Она выглядела немного обескураженной, и уже не впервые за последнее время.
Пора уходить, дорогая, молча призвал Хитч.
Никогда в жизни он бы не пригласил се сюда. Решение прийти принадлежало Синди. Она видела во сне, что Хитч зовет ее. И он должен был сознаться, что никогда в жизни так не радовался, как заметив рыжеволосое, веснушчатое видение, появившееся в дверях солярия. Он почувствовал, как тепло проникло глубоко в его душу и выплеснулось наружу, подобно растаявшему свечному воску.
Во время их вчерашнего
— Я не обязана оставаться в Ричмонде, — серьезно объяснила она. — В этом и прелесть независимости. Я могу уехать, куда захочу, делать то, что захочу, и никому нет до меня никакого дела.
Мне есть, подумал он, но не осмелился произнести это вслух. Время еще не пришло, и к тому же у него не было оснований полагать, что она хочет это услышать.
— Синди, как ты думаешь, что можно сделать с цветами, которые прислали? — спросила Джанет после того, как демонстрация шляп была закончена. — Может, ты принесешь сюда по несколько цветков из каждого букета?
Огромные букеты прибывали все утро; в основном, как подумал Хитч, они были призваны не порадовать, а произвести впечатление.
— С удовольствием. В эту комнату хочется принести что-то яркое.
— Может, тебе разложить несколько твоих… шляпок вокруг? — пошутила судья.
Хитч, который никогда не слышал от матери ничего даже отдаленно напоминающего шутку, чуть не свалился со стула.
Остаток недели прошел в мучительной смене надежд, разочарований, привыкания и откровений. Вызванный Джанет Хитчкок на дом доктор сказал, что пока слишком рано ждать каких-то изменений, но все выглядит обнадеживающе.
Хитч соорудил временный кабинет в своей спальне, а в середине недели ненадолго наведался в Ричмонд, чтобы ликвидировать небольшой возникший там кризис. Миллер Гроув — или Бак, как его называла Синди, — был выдающимся генератором идей, но совсем не умел контактировать с клиентами. Но Синди! Синди была просто находкой. Если бы его спросили всего неделю назад, Хитч бы ответил, что она никогда в жизни не впишется в семейный уклад его родителей.
Но это Синди стала писать благодарственные открытки. Это Синди облегчила труд сиделок, читая мистеру Хитчкоку вслух газеты и старый роман Форрестера о Второй мировой войне. Она даже приспособилась работать здесь над своими шляпами, позируя время от времени и спрашивая мнение больного.
— Эта мне что-то не нравится. Как вам кажется, не слишком ли много цветов? Я бы могла снять вот эти. А может, добавить с другой стороны? — И кивала головой, словно получила ответ.
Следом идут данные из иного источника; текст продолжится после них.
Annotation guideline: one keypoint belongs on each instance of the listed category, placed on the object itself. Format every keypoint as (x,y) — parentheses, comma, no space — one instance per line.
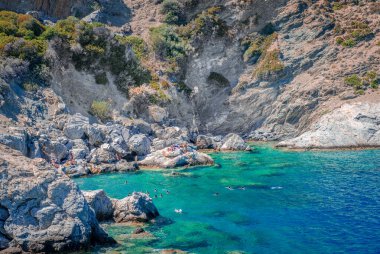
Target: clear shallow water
(294,202)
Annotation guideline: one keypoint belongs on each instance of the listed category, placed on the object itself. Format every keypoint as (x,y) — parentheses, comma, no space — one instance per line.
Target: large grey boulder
(79,149)
(41,209)
(176,157)
(208,142)
(137,207)
(76,126)
(101,203)
(351,125)
(169,136)
(103,154)
(234,142)
(53,149)
(139,144)
(15,138)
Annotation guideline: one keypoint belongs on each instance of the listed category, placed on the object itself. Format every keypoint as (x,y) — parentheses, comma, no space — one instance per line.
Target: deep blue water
(293,202)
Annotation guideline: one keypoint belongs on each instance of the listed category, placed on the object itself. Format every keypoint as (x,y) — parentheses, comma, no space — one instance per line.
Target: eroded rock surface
(42,210)
(351,125)
(176,156)
(137,207)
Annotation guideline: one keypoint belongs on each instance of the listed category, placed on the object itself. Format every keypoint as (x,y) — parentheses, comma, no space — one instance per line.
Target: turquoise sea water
(293,202)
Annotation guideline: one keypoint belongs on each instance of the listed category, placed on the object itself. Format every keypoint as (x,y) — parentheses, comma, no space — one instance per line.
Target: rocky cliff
(268,69)
(52,8)
(41,210)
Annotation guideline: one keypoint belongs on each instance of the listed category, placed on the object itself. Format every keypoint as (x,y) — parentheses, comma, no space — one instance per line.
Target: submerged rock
(41,209)
(234,142)
(172,157)
(101,203)
(137,207)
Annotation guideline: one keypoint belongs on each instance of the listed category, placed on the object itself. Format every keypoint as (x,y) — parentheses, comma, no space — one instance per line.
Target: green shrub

Это Синди называла его мать по имени. Он опешил, когда в первый раз услышал, как она сказала:
— Джанет, вы забыли сегодня позавтракать.
Мы с Энни пожарили оладьи.
Энни. Она называла и слуг по именам. До сих пор, насколько было известно Хитчу, никто никогда не называл эту женщину, которая командовала на кухне как генерал, иначе чем миссис Кюбер.
В этот вечер Хитч воспользовался редким моментом, оказавшись с Синди наедине, чтобы поблагодарить ее за все, что она сделала. Они встретились перед кабинетом отца. Хитч направлялся в свою комнату, где собирался просмотреть последнюю кипу факсов и электронную почту, а Синди шла по своим собственным делам.